Our present study demonstrated that hsCRP was independently correlated with occult organ damage in hypertension. Several studies have found that systemic inflammation was associated with LVH Citation[27] or microalbuminuria Citation[28], Citation[29] in hypertension. Levels of hsCRP were correlated with both SI and urinary protein in our study. We believe that the relationship between SI and organ damage was partially through the influences of systemic inflammation, although both SI and hsCRP were independent factors for the presence of occult organ damage in our study. Elevation of hsCRP was associated with endothelial dysfunction Citation[11]. Glomerular endothelial dysfunction was thought to be a major mechanism of microalbuminuria and development of proteinuria Citation[20]. Endothelial function also plays a major role in development of arterial stiffness Citation[30]. Arterial stiffness is related to systemic inflammation not only in hypertensive patients Citation[31] but also in general population Citation[32]. Relationship between blood pressure and microalbuminuria was modified by CRP Citation[29], and left ventricular concentric remodeling was also affected by systemic inflammation in hypertension Citation[33].

One of our limitations was that we included both treated and untreated hypertensive patients in this study. The effects of antihypertensive agents on SI, hsCRP, and organ damage could not be well evaluated. However, our study demonstrated that different classes of anti‐hypertensive medications did not affect our measurements. SI and hsCRP were still independent factors for occurrence of occult organ damage after multivariate analysis. Another limitation was that we used total urine protein instead of measurement of urinary albumin excretion. According to previous reports, proteinuria is still useful in predicting cardiovascular disease in hypertension Citation[20]. Although occurrences of proteinuria were low in this study, our results still demonstrated that proteinuria had determinant effects on arterial stiffness and inflammation in essential hypertension.

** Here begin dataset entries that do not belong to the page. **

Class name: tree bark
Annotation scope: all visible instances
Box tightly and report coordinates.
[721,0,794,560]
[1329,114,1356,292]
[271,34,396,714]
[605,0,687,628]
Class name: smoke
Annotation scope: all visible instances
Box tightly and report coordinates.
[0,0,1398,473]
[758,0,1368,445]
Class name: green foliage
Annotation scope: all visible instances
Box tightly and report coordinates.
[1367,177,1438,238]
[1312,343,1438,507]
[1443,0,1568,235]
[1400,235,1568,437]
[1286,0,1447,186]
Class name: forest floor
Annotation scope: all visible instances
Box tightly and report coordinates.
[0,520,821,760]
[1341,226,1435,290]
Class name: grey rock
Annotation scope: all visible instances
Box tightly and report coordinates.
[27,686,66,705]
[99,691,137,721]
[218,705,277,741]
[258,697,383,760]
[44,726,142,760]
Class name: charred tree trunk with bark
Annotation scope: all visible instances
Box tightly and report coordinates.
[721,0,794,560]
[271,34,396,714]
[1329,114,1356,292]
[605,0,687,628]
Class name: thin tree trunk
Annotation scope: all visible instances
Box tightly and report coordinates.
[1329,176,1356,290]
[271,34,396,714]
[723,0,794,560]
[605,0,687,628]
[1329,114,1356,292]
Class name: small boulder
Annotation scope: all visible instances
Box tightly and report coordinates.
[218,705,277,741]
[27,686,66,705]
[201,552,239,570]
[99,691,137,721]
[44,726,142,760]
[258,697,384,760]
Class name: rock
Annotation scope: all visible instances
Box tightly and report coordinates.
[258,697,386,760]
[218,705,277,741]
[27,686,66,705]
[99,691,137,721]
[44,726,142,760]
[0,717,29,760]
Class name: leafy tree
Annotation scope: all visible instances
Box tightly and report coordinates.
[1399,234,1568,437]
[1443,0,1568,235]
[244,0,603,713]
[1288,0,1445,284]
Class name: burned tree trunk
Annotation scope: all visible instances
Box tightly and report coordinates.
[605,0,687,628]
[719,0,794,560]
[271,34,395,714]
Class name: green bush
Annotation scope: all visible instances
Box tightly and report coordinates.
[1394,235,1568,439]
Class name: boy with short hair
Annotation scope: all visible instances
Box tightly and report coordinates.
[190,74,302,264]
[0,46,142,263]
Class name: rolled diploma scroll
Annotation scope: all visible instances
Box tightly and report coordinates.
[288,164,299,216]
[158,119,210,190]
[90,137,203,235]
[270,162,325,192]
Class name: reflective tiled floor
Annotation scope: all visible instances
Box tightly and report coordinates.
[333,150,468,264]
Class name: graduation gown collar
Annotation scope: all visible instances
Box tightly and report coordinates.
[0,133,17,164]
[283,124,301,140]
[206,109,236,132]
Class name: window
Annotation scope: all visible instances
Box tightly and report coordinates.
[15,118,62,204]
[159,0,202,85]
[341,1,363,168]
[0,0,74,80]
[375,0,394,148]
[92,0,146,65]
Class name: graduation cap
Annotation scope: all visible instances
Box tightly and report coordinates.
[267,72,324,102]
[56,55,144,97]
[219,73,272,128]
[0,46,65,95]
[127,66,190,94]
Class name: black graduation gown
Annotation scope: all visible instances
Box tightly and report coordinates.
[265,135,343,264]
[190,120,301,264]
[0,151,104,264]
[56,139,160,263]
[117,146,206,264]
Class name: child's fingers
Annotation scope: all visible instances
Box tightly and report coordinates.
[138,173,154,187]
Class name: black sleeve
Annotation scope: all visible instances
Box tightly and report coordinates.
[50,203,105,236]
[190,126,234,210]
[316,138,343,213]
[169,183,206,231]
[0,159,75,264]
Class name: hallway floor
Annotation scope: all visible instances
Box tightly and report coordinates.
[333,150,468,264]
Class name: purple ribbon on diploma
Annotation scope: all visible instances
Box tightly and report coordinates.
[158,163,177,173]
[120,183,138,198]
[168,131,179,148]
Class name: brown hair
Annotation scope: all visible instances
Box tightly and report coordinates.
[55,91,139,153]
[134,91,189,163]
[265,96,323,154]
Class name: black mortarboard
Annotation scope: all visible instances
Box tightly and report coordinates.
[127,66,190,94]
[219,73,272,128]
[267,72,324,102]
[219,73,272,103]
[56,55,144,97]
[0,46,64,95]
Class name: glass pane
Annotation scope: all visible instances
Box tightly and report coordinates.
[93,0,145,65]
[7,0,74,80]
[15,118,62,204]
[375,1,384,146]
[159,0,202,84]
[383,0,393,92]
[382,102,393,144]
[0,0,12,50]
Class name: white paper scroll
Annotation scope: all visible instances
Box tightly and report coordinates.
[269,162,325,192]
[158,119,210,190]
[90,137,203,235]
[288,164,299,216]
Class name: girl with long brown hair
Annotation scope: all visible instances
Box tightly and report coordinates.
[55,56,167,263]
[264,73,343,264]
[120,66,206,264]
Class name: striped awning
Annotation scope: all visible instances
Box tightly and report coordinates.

In conclusion, our study demonstrated that SI was correlated with inflammation in hypertension. Presence of proteinuria was strongly associated with increased arterial stiffness and inflammation in non‐diabetic hypertension.

Acknowledgement

This study was supported by Grant NSC 94‐2314‐B‐006‐113 from the National Science Council, Executive Yuan, Taipei, Taiwan and Grants NCKUH‐94‐007 and NCKUH‐95‐050 from National Cheng Kung University Hospital, Tainan, Taiwan.